NOT FOR PUBLICATION
UNITED STATES COURT OF APPEALS FILED
FOR THE NINTH CIRCUIT OCT 15 2014
MOLLY C. DWYER, CLERK
U.S. COURT OF APPEALS
JOHN ANTHONY ALMEDA, No. 12-17301
Petitioner - Appellant, D.C. No. 2:09-cv-01558-KJM-
GGH
v.
FRED FOULK, Warden, MEMORANDUM*
Respondent - Appellee.
Appeal from the United States District Court
for the Eastern District of California
Kimberly J. Mueller, District Judge, Presiding
Submitted October 7, 2014**
San Francisco, California
Before: IKUTA, N.R. SMITH, and MURGUIA, Circuit Judges.
I. John Almeda contends that the trial court denied his right to present a
defense by erroneously holding that an alibi witness was unavailable to testify. See
California v. Trombetta, 467 U.S. 479, 485 (1984). The California Court of
*
This disposition is not appropriate for publication and is not precedent
except as provided by 9th Cir. R. 36-3.
**
The panel unanimously concludes this case is suitable for decision
without oral argument. See Fed. R. App.
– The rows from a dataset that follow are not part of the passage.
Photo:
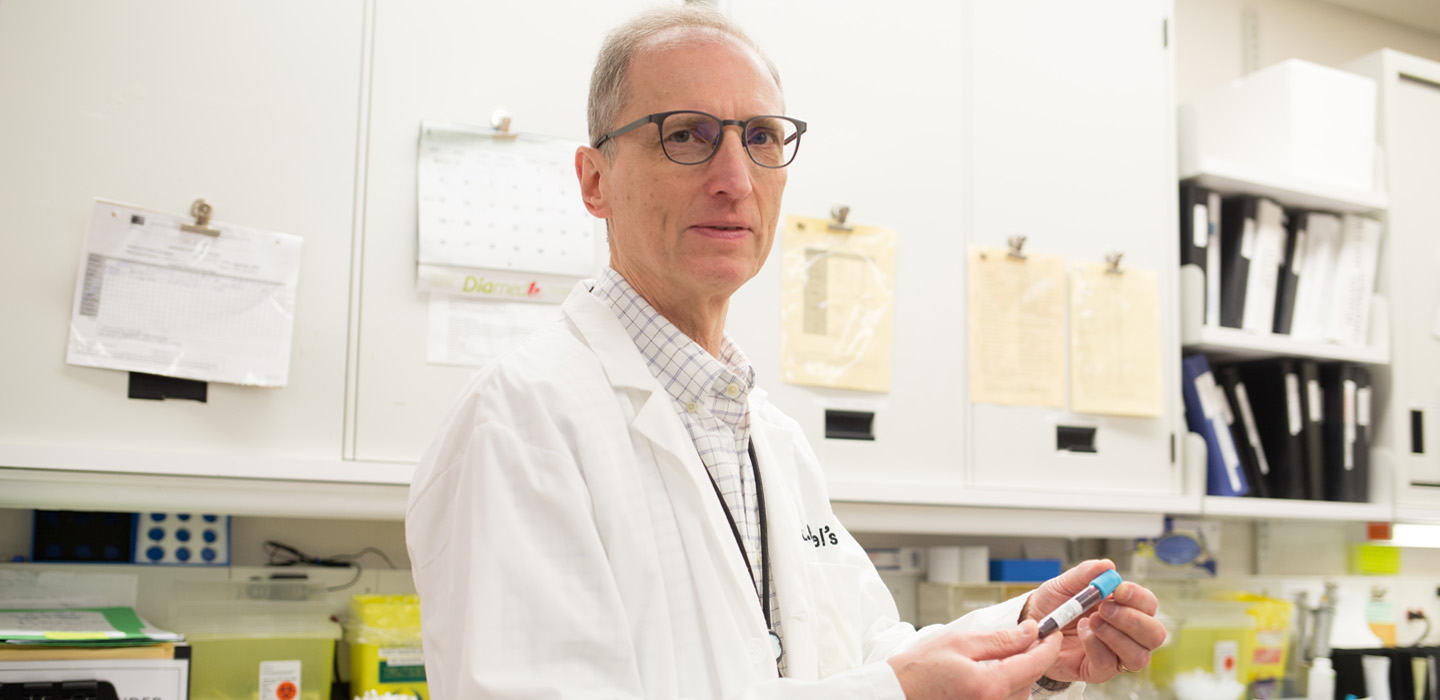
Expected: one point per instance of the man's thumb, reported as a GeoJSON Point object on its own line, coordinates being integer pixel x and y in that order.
{"type": "Point", "coordinates": [1001, 643]}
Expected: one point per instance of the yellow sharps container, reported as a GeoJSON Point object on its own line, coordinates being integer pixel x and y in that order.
{"type": "Point", "coordinates": [385, 645]}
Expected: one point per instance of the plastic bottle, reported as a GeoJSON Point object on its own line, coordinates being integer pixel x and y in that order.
{"type": "Point", "coordinates": [1322, 680]}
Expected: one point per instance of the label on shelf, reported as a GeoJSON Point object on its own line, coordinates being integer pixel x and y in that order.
{"type": "Point", "coordinates": [1243, 399]}
{"type": "Point", "coordinates": [1200, 226]}
{"type": "Point", "coordinates": [1348, 418]}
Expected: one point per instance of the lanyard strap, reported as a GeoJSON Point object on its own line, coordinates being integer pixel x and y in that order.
{"type": "Point", "coordinates": [765, 550]}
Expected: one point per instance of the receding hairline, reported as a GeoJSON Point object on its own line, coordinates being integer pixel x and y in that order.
{"type": "Point", "coordinates": [687, 36]}
{"type": "Point", "coordinates": [654, 32]}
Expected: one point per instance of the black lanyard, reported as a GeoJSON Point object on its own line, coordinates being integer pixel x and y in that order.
{"type": "Point", "coordinates": [739, 540]}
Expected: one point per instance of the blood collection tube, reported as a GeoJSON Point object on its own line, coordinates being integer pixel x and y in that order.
{"type": "Point", "coordinates": [1102, 586]}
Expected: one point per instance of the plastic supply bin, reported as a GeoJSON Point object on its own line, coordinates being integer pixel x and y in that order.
{"type": "Point", "coordinates": [385, 645]}
{"type": "Point", "coordinates": [1295, 120]}
{"type": "Point", "coordinates": [1210, 635]}
{"type": "Point", "coordinates": [257, 640]}
{"type": "Point", "coordinates": [1024, 569]}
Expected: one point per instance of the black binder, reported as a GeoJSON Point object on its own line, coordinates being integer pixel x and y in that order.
{"type": "Point", "coordinates": [1276, 395]}
{"type": "Point", "coordinates": [1347, 438]}
{"type": "Point", "coordinates": [1194, 231]}
{"type": "Point", "coordinates": [1289, 280]}
{"type": "Point", "coordinates": [1253, 454]}
{"type": "Point", "coordinates": [1312, 398]}
{"type": "Point", "coordinates": [1237, 218]}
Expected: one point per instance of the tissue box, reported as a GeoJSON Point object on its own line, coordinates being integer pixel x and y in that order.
{"type": "Point", "coordinates": [1024, 569]}
{"type": "Point", "coordinates": [1293, 118]}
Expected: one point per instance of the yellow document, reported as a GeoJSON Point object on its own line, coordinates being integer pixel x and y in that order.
{"type": "Point", "coordinates": [1017, 310]}
{"type": "Point", "coordinates": [1115, 342]}
{"type": "Point", "coordinates": [837, 294]}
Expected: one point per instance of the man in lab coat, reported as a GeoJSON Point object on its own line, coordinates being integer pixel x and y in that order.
{"type": "Point", "coordinates": [615, 510]}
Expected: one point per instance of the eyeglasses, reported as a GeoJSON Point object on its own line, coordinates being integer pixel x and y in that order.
{"type": "Point", "coordinates": [690, 137]}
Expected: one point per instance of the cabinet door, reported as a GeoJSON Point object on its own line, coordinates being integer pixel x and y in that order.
{"type": "Point", "coordinates": [880, 87]}
{"type": "Point", "coordinates": [1073, 147]}
{"type": "Point", "coordinates": [448, 61]}
{"type": "Point", "coordinates": [156, 104]}
{"type": "Point", "coordinates": [1413, 257]}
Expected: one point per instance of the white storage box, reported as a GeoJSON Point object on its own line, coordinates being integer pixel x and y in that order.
{"type": "Point", "coordinates": [1293, 118]}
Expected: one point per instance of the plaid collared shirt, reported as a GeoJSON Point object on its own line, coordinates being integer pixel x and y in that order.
{"type": "Point", "coordinates": [712, 399]}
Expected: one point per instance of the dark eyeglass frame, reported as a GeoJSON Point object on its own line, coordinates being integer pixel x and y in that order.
{"type": "Point", "coordinates": [660, 117]}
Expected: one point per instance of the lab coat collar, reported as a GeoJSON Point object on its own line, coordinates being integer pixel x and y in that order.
{"type": "Point", "coordinates": [604, 333]}
{"type": "Point", "coordinates": [720, 571]}
{"type": "Point", "coordinates": [774, 450]}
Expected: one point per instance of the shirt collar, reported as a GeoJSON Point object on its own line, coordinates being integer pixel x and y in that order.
{"type": "Point", "coordinates": [687, 372]}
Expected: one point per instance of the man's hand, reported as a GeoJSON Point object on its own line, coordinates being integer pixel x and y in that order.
{"type": "Point", "coordinates": [951, 666]}
{"type": "Point", "coordinates": [1115, 635]}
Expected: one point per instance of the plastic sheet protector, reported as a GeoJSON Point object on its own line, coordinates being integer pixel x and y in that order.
{"type": "Point", "coordinates": [151, 297]}
{"type": "Point", "coordinates": [500, 216]}
{"type": "Point", "coordinates": [837, 294]}
{"type": "Point", "coordinates": [1115, 342]}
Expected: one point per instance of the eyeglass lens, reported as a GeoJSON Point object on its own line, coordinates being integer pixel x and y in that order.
{"type": "Point", "coordinates": [693, 137]}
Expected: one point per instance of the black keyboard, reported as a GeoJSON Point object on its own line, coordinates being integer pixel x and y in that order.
{"type": "Point", "coordinates": [61, 690]}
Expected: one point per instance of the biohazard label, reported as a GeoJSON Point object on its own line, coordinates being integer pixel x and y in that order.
{"type": "Point", "coordinates": [402, 664]}
{"type": "Point", "coordinates": [280, 680]}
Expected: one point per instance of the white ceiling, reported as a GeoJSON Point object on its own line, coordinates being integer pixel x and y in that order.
{"type": "Point", "coordinates": [1423, 15]}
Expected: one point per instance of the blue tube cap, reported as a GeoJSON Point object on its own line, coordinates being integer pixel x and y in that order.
{"type": "Point", "coordinates": [1108, 582]}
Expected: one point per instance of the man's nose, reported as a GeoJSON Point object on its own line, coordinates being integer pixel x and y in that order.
{"type": "Point", "coordinates": [730, 167]}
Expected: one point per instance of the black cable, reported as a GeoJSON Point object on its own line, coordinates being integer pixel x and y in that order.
{"type": "Point", "coordinates": [285, 555]}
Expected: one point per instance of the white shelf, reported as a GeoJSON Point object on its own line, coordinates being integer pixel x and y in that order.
{"type": "Point", "coordinates": [1240, 344]}
{"type": "Point", "coordinates": [1285, 509]}
{"type": "Point", "coordinates": [1289, 190]}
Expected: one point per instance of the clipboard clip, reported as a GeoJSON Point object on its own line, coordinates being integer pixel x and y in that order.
{"type": "Point", "coordinates": [1112, 262]}
{"type": "Point", "coordinates": [1017, 247]}
{"type": "Point", "coordinates": [500, 121]}
{"type": "Point", "coordinates": [200, 209]}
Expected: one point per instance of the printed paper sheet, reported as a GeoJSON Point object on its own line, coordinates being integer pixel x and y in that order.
{"type": "Point", "coordinates": [504, 205]}
{"type": "Point", "coordinates": [1115, 342]}
{"type": "Point", "coordinates": [154, 298]}
{"type": "Point", "coordinates": [837, 294]}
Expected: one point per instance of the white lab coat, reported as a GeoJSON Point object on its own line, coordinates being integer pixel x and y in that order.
{"type": "Point", "coordinates": [566, 543]}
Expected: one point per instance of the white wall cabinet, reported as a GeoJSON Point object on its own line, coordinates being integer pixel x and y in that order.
{"type": "Point", "coordinates": [477, 59]}
{"type": "Point", "coordinates": [157, 104]}
{"type": "Point", "coordinates": [979, 121]}
{"type": "Point", "coordinates": [1410, 419]}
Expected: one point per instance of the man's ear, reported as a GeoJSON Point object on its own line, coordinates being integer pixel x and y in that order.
{"type": "Point", "coordinates": [591, 169]}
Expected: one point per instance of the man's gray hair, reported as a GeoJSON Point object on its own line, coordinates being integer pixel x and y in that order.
{"type": "Point", "coordinates": [660, 28]}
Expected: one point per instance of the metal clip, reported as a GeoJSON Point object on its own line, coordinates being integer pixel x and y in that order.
{"type": "Point", "coordinates": [1112, 262]}
{"type": "Point", "coordinates": [200, 209]}
{"type": "Point", "coordinates": [500, 121]}
{"type": "Point", "coordinates": [1017, 247]}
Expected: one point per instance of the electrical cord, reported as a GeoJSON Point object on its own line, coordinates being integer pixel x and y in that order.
{"type": "Point", "coordinates": [280, 553]}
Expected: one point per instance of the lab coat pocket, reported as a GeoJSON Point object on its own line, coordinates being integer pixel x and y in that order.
{"type": "Point", "coordinates": [837, 617]}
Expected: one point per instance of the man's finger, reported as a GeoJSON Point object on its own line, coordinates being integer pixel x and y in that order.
{"type": "Point", "coordinates": [1136, 597]}
{"type": "Point", "coordinates": [1018, 671]}
{"type": "Point", "coordinates": [998, 644]}
{"type": "Point", "coordinates": [1060, 588]}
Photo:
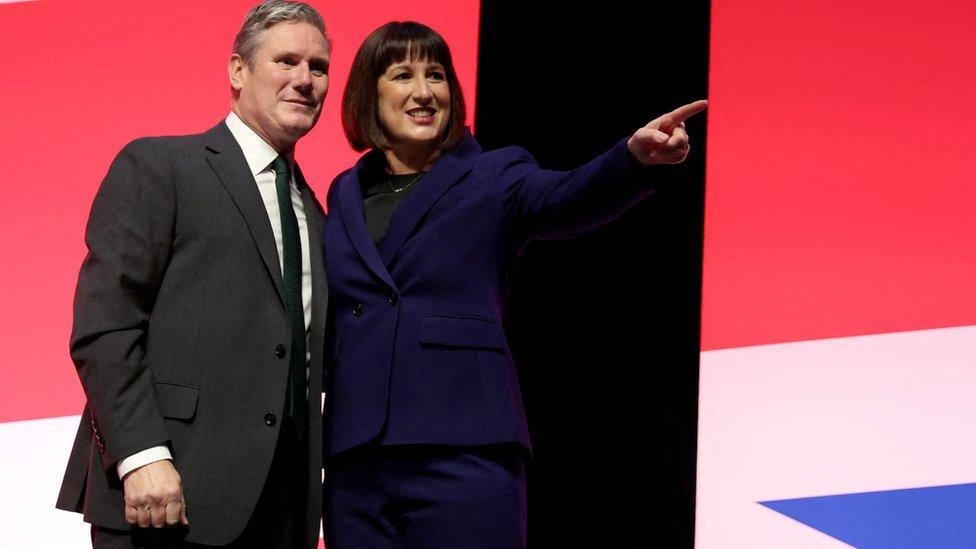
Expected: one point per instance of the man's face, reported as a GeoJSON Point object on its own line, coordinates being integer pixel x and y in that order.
{"type": "Point", "coordinates": [280, 95]}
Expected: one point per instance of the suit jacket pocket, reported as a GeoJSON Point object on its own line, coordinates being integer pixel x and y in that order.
{"type": "Point", "coordinates": [177, 401]}
{"type": "Point", "coordinates": [441, 330]}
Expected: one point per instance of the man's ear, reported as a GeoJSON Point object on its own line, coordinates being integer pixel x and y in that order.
{"type": "Point", "coordinates": [236, 70]}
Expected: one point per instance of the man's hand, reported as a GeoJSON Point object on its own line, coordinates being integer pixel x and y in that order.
{"type": "Point", "coordinates": [154, 496]}
{"type": "Point", "coordinates": [664, 140]}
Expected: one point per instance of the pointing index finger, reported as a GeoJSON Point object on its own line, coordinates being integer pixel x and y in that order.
{"type": "Point", "coordinates": [685, 112]}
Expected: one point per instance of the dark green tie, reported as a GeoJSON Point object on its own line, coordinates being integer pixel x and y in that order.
{"type": "Point", "coordinates": [296, 401]}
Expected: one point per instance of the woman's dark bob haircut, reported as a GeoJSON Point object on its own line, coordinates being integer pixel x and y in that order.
{"type": "Point", "coordinates": [392, 43]}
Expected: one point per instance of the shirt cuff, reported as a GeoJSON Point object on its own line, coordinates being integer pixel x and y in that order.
{"type": "Point", "coordinates": [140, 459]}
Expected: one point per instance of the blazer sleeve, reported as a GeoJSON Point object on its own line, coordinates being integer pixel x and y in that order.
{"type": "Point", "coordinates": [130, 241]}
{"type": "Point", "coordinates": [562, 204]}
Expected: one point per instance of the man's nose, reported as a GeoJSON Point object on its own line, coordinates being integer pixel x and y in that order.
{"type": "Point", "coordinates": [302, 76]}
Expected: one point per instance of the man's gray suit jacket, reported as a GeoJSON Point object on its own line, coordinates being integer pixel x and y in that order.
{"type": "Point", "coordinates": [180, 335]}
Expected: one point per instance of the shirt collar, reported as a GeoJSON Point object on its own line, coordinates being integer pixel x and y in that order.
{"type": "Point", "coordinates": [258, 153]}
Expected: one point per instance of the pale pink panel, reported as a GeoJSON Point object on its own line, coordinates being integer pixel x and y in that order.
{"type": "Point", "coordinates": [826, 417]}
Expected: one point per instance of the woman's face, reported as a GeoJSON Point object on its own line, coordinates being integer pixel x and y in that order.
{"type": "Point", "coordinates": [414, 103]}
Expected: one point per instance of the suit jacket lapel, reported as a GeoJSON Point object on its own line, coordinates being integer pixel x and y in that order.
{"type": "Point", "coordinates": [227, 161]}
{"type": "Point", "coordinates": [447, 171]}
{"type": "Point", "coordinates": [354, 219]}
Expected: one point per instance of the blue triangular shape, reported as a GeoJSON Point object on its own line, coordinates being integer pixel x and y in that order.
{"type": "Point", "coordinates": [936, 517]}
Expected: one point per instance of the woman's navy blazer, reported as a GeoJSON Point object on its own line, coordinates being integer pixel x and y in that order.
{"type": "Point", "coordinates": [419, 355]}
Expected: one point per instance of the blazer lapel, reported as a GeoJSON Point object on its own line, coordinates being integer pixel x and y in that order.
{"type": "Point", "coordinates": [354, 219]}
{"type": "Point", "coordinates": [447, 171]}
{"type": "Point", "coordinates": [227, 161]}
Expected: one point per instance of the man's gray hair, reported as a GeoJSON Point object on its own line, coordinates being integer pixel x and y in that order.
{"type": "Point", "coordinates": [268, 14]}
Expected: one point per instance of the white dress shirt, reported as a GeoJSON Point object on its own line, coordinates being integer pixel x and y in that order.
{"type": "Point", "coordinates": [259, 155]}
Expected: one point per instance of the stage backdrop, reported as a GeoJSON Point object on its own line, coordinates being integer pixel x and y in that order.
{"type": "Point", "coordinates": [838, 370]}
{"type": "Point", "coordinates": [78, 80]}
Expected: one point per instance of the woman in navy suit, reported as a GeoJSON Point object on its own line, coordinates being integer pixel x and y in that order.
{"type": "Point", "coordinates": [426, 435]}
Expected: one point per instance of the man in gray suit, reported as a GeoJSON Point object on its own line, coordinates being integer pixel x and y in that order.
{"type": "Point", "coordinates": [199, 318]}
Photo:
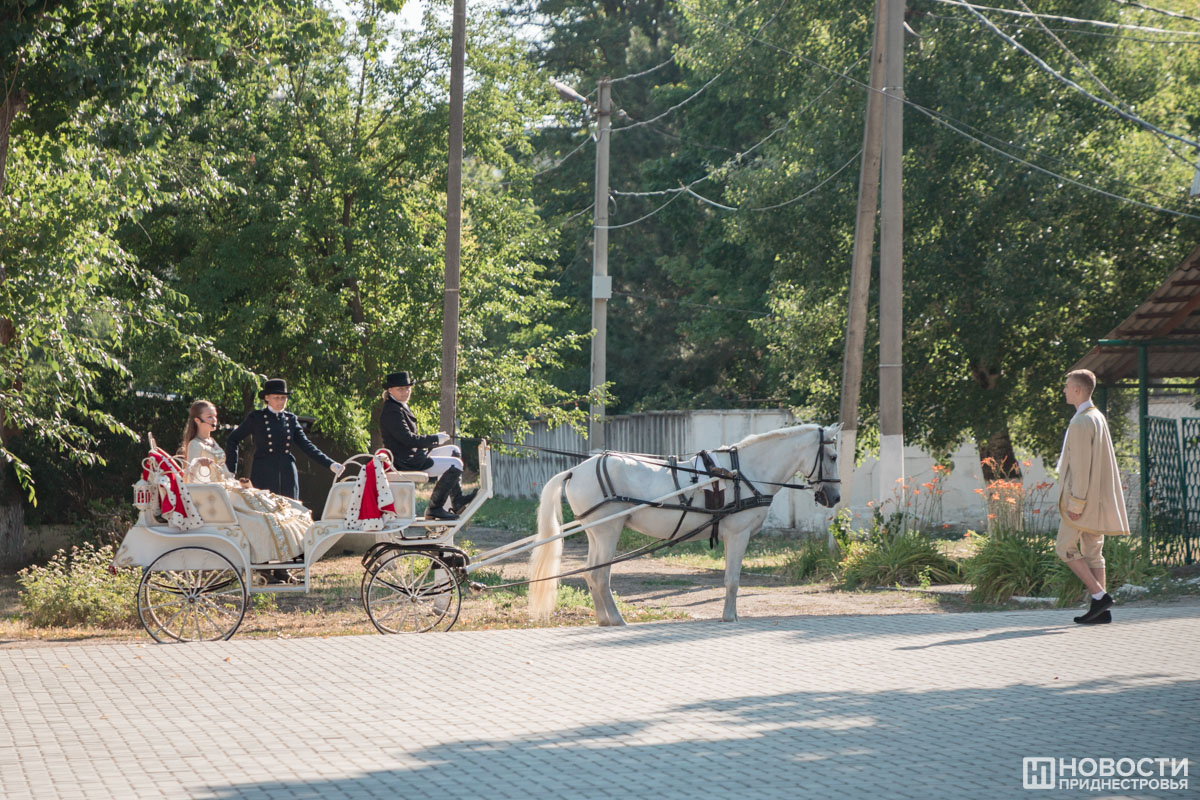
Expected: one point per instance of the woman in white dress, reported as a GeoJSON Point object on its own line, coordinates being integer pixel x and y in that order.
{"type": "Point", "coordinates": [275, 525]}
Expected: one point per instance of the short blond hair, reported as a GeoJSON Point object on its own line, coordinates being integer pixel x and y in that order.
{"type": "Point", "coordinates": [1084, 378]}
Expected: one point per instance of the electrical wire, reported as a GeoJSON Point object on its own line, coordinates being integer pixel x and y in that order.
{"type": "Point", "coordinates": [643, 72]}
{"type": "Point", "coordinates": [1099, 83]}
{"type": "Point", "coordinates": [1157, 11]}
{"type": "Point", "coordinates": [1099, 23]}
{"type": "Point", "coordinates": [934, 116]}
{"type": "Point", "coordinates": [937, 119]}
{"type": "Point", "coordinates": [642, 218]}
{"type": "Point", "coordinates": [1066, 30]}
{"type": "Point", "coordinates": [693, 305]}
{"type": "Point", "coordinates": [749, 150]}
{"type": "Point", "coordinates": [778, 205]}
{"type": "Point", "coordinates": [1132, 118]}
{"type": "Point", "coordinates": [763, 26]}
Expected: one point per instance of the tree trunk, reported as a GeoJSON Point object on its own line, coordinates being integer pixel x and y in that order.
{"type": "Point", "coordinates": [997, 457]}
{"type": "Point", "coordinates": [12, 522]}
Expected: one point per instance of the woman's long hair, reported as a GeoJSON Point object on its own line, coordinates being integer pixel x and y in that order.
{"type": "Point", "coordinates": [190, 428]}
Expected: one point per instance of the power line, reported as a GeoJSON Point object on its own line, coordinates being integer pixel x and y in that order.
{"type": "Point", "coordinates": [693, 305]}
{"type": "Point", "coordinates": [1065, 79]}
{"type": "Point", "coordinates": [1157, 11]}
{"type": "Point", "coordinates": [745, 152]}
{"type": "Point", "coordinates": [934, 115]}
{"type": "Point", "coordinates": [1097, 80]}
{"type": "Point", "coordinates": [643, 72]}
{"type": "Point", "coordinates": [1099, 23]}
{"type": "Point", "coordinates": [713, 79]}
{"type": "Point", "coordinates": [778, 205]}
{"type": "Point", "coordinates": [1067, 30]}
{"type": "Point", "coordinates": [642, 218]}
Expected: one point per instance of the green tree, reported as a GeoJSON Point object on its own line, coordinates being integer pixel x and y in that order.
{"type": "Point", "coordinates": [325, 265]}
{"type": "Point", "coordinates": [90, 91]}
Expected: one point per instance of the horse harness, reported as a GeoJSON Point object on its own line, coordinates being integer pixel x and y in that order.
{"type": "Point", "coordinates": [714, 497]}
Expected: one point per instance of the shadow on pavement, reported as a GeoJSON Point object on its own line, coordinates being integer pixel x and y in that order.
{"type": "Point", "coordinates": [954, 744]}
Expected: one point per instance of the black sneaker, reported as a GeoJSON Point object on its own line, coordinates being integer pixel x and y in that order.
{"type": "Point", "coordinates": [1097, 608]}
{"type": "Point", "coordinates": [1103, 619]}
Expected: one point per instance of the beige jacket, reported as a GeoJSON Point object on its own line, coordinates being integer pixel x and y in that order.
{"type": "Point", "coordinates": [1089, 481]}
P. 34(a)(2).
Appeal denied this claim, holding that the trial court did not abuse its discretion by
finding that the witness was unavailable and that other witnesses could have
provided the same testimony. This decision was not contrary to or an unreasonable
application of clearly established Supreme Court precedent, see 28 U.S.C. §
2254(d)(1), nor an unreasonable determination of the facts. See 28 U.S.C. §
2254(d)(2).
II. Almeda argues that his right to a fair trial was violated when the trial court
refused to grant him a continuance or a mistrial. The decision whether to grant a
continuance “is made in the discretion of the trial judge, the exercise of which will
ordinarily not be reviewed.” Avery v. Alabama, 308 U.S. 444, 446 (1940); see
Renico v. Lett, 559 U.S. 766, 774 (2010) (applying similar standard to decision
whether to grant mistrial). It is clearly established law that a trial judge does not
abuse that discretion unless the decision to deny a continuance was “an
unreasoning and arbitrary insistence upon expeditiousness in the face of a
justifiable request for delay.” Morris v. Slappy, 461 U.S. 1, 11-12 (1983) (internal
quotation marks omitted). Given this standard and the delays involved here, we
conclude that the California Court of Appeal’s decision denying this claim was not
an unreasonable application of Slappy. See 28 U.S.C. § 2254(d).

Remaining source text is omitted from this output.